Global FDI Jumps 14% In 2025 To $1.6 Trillion, UNCTAD Says

Global foreign direct investment (FDI) rose 14 per cent in 2025 to $1.6 trillion, rebounding after two years of decline, but the recovery was driven largely by financial flows through investment hubs rather than new productive projects, the United Nations said on Tuesday.

More than $140 billion of the increase came from so-called conduit flows through global financial centres, meaning underlying investment activity grew by only about 5 per cent, according to the latest Global Investment Trends Monitor from UN Trade and Development (UNCTAD).

Financial flows drive FDI surge

FDI flows to developed economies surged 43 per cent to $728 billion, led by Europe, while flows to developing economies fell 2 per cent to $877 billion, widening the gap between advanced and emerging markets. Three-quarters of the world’s least developed countries recorded stagnant or declining inflows, the report showed.

UNCTAD said headline growth overstated the strength of the recovery, citing persistent weakness in indicators tied to real economic activity. The value of cross-border mergers and acquisitions fell 10 per cent in 2025, international project finance declined for a fourth consecutive year, and the number of new greenfield project announcements dropped 16 per cent.

Investment was increasingly concentrated in a small number of capital-intensive sectors, particularly data centres, which accounted for more than one-fifth of global greenfield investment by value, exceeding $270 billion. Semiconductor project values rose 35 per cent, while investment fell sharply in tariff-exposed, global value chain-intensive sectors such as textiles, electronics and machinery.

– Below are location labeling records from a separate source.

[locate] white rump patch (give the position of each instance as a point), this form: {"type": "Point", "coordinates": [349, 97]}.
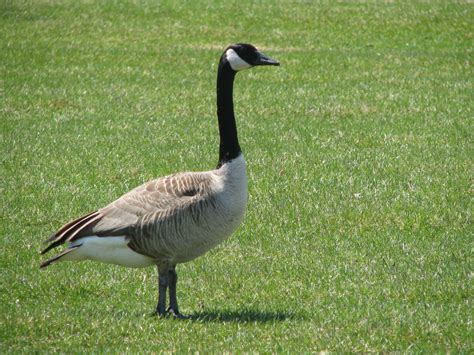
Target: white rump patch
{"type": "Point", "coordinates": [236, 63]}
{"type": "Point", "coordinates": [111, 250]}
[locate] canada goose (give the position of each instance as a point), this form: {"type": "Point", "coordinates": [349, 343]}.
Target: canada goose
{"type": "Point", "coordinates": [175, 218]}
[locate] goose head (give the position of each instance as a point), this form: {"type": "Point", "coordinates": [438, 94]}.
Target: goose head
{"type": "Point", "coordinates": [243, 56]}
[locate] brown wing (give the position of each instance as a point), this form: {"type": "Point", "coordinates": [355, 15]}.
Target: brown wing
{"type": "Point", "coordinates": [165, 195]}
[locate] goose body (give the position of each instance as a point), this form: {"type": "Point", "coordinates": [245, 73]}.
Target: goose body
{"type": "Point", "coordinates": [176, 218]}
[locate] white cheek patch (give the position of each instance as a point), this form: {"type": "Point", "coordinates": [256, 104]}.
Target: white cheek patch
{"type": "Point", "coordinates": [236, 63]}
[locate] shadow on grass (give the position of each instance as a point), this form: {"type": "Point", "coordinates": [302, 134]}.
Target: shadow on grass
{"type": "Point", "coordinates": [243, 316]}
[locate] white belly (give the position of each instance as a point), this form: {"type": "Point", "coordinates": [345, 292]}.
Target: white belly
{"type": "Point", "coordinates": [111, 250]}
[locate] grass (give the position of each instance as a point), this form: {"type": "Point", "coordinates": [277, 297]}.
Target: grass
{"type": "Point", "coordinates": [358, 235]}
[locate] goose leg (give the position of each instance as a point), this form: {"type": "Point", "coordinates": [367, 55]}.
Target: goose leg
{"type": "Point", "coordinates": [163, 283]}
{"type": "Point", "coordinates": [173, 280]}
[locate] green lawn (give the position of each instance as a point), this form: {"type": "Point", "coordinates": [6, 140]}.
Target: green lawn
{"type": "Point", "coordinates": [359, 233]}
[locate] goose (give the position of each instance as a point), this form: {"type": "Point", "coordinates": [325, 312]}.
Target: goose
{"type": "Point", "coordinates": [176, 218]}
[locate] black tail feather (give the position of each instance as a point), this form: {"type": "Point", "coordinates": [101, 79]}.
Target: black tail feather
{"type": "Point", "coordinates": [59, 256]}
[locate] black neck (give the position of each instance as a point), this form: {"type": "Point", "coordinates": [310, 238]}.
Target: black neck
{"type": "Point", "coordinates": [229, 147]}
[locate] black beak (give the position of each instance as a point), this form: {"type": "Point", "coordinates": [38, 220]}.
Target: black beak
{"type": "Point", "coordinates": [264, 60]}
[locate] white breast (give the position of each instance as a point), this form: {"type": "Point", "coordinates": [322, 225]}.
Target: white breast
{"type": "Point", "coordinates": [111, 250]}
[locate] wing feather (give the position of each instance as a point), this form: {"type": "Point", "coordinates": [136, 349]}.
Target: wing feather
{"type": "Point", "coordinates": [153, 201]}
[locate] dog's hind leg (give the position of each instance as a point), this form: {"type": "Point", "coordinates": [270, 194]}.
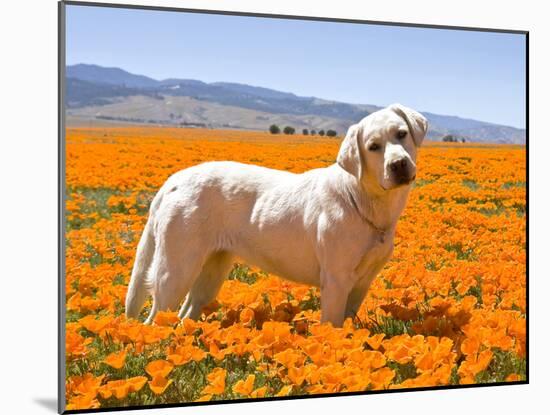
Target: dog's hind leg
{"type": "Point", "coordinates": [207, 285]}
{"type": "Point", "coordinates": [138, 289]}
{"type": "Point", "coordinates": [177, 263]}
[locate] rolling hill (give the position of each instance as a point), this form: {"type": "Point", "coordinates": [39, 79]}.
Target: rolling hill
{"type": "Point", "coordinates": [115, 95]}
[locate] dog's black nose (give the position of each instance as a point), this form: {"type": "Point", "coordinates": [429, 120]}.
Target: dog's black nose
{"type": "Point", "coordinates": [399, 166]}
{"type": "Point", "coordinates": [400, 171]}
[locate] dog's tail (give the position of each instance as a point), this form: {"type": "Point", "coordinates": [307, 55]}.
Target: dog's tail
{"type": "Point", "coordinates": [139, 286]}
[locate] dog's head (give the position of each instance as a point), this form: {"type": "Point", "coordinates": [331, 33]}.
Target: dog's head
{"type": "Point", "coordinates": [380, 150]}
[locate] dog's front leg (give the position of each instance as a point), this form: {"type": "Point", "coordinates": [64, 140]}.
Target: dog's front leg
{"type": "Point", "coordinates": [334, 295]}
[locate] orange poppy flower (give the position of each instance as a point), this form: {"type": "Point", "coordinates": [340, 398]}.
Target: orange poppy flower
{"type": "Point", "coordinates": [159, 384]}
{"type": "Point", "coordinates": [159, 368]}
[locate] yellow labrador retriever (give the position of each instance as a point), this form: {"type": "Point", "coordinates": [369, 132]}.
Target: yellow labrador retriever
{"type": "Point", "coordinates": [331, 227]}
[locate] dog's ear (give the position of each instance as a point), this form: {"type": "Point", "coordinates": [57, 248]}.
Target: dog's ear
{"type": "Point", "coordinates": [350, 156]}
{"type": "Point", "coordinates": [417, 123]}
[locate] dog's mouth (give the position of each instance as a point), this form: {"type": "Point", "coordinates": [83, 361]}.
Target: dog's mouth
{"type": "Point", "coordinates": [401, 182]}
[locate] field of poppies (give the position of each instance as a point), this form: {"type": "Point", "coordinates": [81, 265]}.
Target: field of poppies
{"type": "Point", "coordinates": [449, 308]}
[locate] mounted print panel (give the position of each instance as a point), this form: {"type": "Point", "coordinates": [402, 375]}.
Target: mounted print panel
{"type": "Point", "coordinates": [261, 207]}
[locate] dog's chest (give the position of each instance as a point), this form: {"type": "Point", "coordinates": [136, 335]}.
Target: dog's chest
{"type": "Point", "coordinates": [377, 252]}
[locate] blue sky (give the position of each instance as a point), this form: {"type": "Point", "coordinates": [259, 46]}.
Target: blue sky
{"type": "Point", "coordinates": [476, 75]}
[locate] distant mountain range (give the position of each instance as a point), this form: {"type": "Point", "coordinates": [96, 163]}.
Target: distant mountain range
{"type": "Point", "coordinates": [115, 95]}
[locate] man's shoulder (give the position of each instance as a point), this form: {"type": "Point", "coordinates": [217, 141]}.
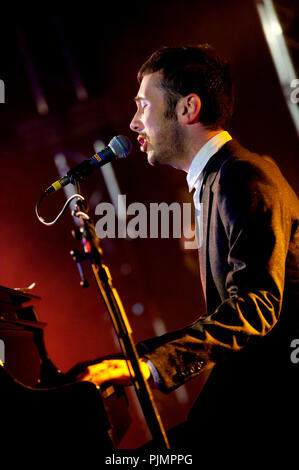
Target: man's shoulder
{"type": "Point", "coordinates": [244, 163]}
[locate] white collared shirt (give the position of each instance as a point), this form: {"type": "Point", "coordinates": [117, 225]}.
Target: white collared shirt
{"type": "Point", "coordinates": [195, 173]}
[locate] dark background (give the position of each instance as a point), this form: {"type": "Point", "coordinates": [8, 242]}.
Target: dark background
{"type": "Point", "coordinates": [106, 45]}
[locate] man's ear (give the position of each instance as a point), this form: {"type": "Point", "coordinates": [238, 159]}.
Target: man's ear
{"type": "Point", "coordinates": [188, 109]}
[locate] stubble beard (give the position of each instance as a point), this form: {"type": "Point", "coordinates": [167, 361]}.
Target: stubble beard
{"type": "Point", "coordinates": [170, 150]}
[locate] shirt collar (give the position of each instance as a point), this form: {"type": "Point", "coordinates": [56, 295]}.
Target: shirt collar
{"type": "Point", "coordinates": [203, 156]}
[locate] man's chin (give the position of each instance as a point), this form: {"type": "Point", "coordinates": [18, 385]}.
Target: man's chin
{"type": "Point", "coordinates": [151, 159]}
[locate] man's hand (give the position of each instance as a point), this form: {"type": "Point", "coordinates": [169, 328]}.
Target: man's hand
{"type": "Point", "coordinates": [113, 370]}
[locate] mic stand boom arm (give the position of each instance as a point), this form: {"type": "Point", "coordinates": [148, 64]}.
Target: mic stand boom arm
{"type": "Point", "coordinates": [93, 252]}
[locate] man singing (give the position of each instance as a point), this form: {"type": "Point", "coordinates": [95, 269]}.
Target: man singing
{"type": "Point", "coordinates": [248, 237]}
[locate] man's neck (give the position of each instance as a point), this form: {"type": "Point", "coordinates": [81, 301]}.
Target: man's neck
{"type": "Point", "coordinates": [195, 143]}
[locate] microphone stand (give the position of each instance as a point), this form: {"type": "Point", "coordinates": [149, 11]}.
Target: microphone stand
{"type": "Point", "coordinates": [93, 252]}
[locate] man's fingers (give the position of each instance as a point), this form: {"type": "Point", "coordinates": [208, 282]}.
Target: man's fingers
{"type": "Point", "coordinates": [113, 370]}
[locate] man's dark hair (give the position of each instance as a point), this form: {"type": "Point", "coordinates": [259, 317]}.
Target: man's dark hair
{"type": "Point", "coordinates": [194, 69]}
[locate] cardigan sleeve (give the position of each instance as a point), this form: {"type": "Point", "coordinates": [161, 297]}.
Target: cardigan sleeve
{"type": "Point", "coordinates": [252, 203]}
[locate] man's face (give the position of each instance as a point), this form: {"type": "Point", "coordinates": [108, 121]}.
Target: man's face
{"type": "Point", "coordinates": [160, 137]}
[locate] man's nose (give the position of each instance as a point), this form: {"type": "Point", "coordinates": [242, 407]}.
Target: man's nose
{"type": "Point", "coordinates": [135, 124]}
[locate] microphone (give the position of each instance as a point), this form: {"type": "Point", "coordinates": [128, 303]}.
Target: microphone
{"type": "Point", "coordinates": [118, 147]}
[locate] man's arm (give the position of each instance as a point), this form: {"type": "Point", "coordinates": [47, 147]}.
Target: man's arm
{"type": "Point", "coordinates": [253, 205]}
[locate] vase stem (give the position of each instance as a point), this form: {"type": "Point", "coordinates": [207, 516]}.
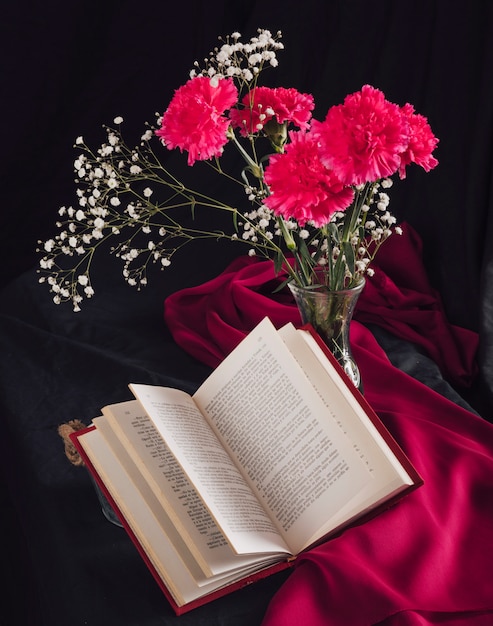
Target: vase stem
{"type": "Point", "coordinates": [330, 313]}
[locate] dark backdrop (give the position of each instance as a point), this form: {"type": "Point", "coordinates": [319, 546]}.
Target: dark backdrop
{"type": "Point", "coordinates": [69, 67]}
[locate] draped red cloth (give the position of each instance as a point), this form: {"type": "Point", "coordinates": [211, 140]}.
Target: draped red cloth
{"type": "Point", "coordinates": [428, 560]}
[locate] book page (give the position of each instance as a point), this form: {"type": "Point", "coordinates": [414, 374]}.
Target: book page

Several Gulf-linked investors featured prominently in large-scale technology projects. MGX, backed by the United Arab Emirates, announced a $43 billion investment to build an AI campus in France, making it one of the largest greenfield projects globally in 2025, UNCTAD data showed. Saudi Arabia was among a small group of high-income economies in Asia to record higher FDI inflows during the year.

FDI rises, infrastructure investment falls

Despite the rise in aggregate figures, international infrastructure investment weakened further, with renewable energy project values falling 28 per cent as investors reassessed revenue risks and regulatory uncertainty. International project finance dropped to levels last seen in 2019, raising concerns for countries that rely on foreign capital to fund large infrastructure and development projects.

UNCTAD said FDI flows could rise modestly in 2026 if borrowing costs continue to ease and merger activity picks up, but warned that real investment activity was likely to remain subdued amid geopolitical tensions, policy uncertainty and economic fragmentation.

“Without coordinated action, global investment risks becoming more concentrated in a few regions and sectors,” the report said, calling for renewed focus on productive, development-oriented investment rather than financial flows alone.